| 21:20 Uhr

"Rot-Rot führt ins Chaos"

Saarbrücken. CDU-Parteichef und Ministerpräsident Peter Müller, Bildungsministerin Annegret Kramp-Karrenbauer und der Chef der Jungen Union (JU), Roland Theis, sind gestern vom Landesvorstand für die drei Spitzenplätze auf der CDU-Landesliste für die Landtagswahl im August empfohlen worden Von SZ-Redakteur Norbert Freund

Saarbrücken. CDU-Parteichef und Ministerpräsident Peter Müller, Bildungsministerin Annegret Kramp-Karrenbauer und der Chef der Jungen Union (JU), Roland Theis, sind gestern vom Landesvorstand für die drei Spitzenplätze auf der CDU-Landesliste für die Landtagswahl im August empfohlen worden. Auf der anschließenden Vertreterversammlung der CDU in der Saarbrücker Congresshalle stellten sie sich zur Wahl. Das Ergebnis der Abstimmungen lag bis Redaktionsschluss nicht vor. Für den bereits unsicheren Platz vier wollte der Landesvorsitzende der Christlich-Demokratischen Arbeitnehmerschaft, Egbert Ulrich, kandidieren.



Unklar blieb bis zuletzt, ob der Vorsitzende der CDU-Mittelstandsvereinigung, Jürgen Presser, auf eine Kandidatur für Platz drei bestehen und es damit zu einer Kampfabstimmung kommen würde. Presser hatte bereits im Vorfeld der Versammlung kritisiert, dass der CDU-Wirtschaftsflügel nicht auf einem der vorderen Listenplätze vertreten sei.

In seiner Rede vor den Delegierten warnte Peter Müller erneut eindringlich vor einem rot-roten Bündnis im Saarland. Er sagte: "Jeder muss bei dieser Wahl wissen. Egal ob er SPD, Linke oder Grüne wählt: Jede Stimme für diese Parteien ist eine Stimme für Rot-Rot. Rot-Rot wird das Land ins Abseits und ins Chaos führen." Am Ende sehe es so aus: "Die Marionetten Maas, Ulrich und Linsler tanzen, und Lafontaine zieht im Hintergrund die Fäden." Dieses "Marionettentheater" hätten die Saarländer nicht verdient. Ein solches Bündnis schade dem Saarland.

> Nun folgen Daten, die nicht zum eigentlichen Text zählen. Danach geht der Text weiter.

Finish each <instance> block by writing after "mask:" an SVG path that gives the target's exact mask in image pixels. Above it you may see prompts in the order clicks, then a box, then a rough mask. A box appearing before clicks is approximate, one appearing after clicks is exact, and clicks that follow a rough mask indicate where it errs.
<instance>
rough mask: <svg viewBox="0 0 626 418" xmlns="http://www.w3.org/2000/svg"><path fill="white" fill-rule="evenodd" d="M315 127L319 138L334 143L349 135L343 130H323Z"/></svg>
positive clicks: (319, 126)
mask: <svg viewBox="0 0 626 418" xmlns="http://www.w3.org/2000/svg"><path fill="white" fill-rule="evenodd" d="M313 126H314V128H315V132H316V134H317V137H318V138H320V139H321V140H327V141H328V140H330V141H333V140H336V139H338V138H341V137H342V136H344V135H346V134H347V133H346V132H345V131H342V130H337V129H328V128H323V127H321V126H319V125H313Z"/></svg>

Müller unterstrich, die CDU habe das Saarland zum "Aufsteigerland" und zu einer der wachstumsstärksten Regionen Deutschlands gemacht, die Arbeitslosenquote um ein Drittel gesenkt und durch Neuansiedlungen über 5000 neue Arbeitsplätze geschaffen.

Bei der Umsetzung des "Konjunkturpaktes Saar" mit einem Volumen von 260 Millionen Euro nimmt das Land eine Vorreiterrolle im Bund ein. Kein anderes Bundesland ist bei der Verwirklichung konjunkturstützender Maßnahmen weiter als das Saarland. Gerade in schwierigen Zeiten wie diesen gibt es zu einer soliden und verlässlichen Politik keine Alternative: Die Bürger haben deshalb "die Wahl zwischen Erfahrung und Zuverlässlichkeit und einem rot-roten Chaos". Müller fügte hinzu, sein "Zukunftsbild 2025" sei das eines "wirtschaftlich starken, sozial gerechten, lebens- und liebenswerten Saarlandes".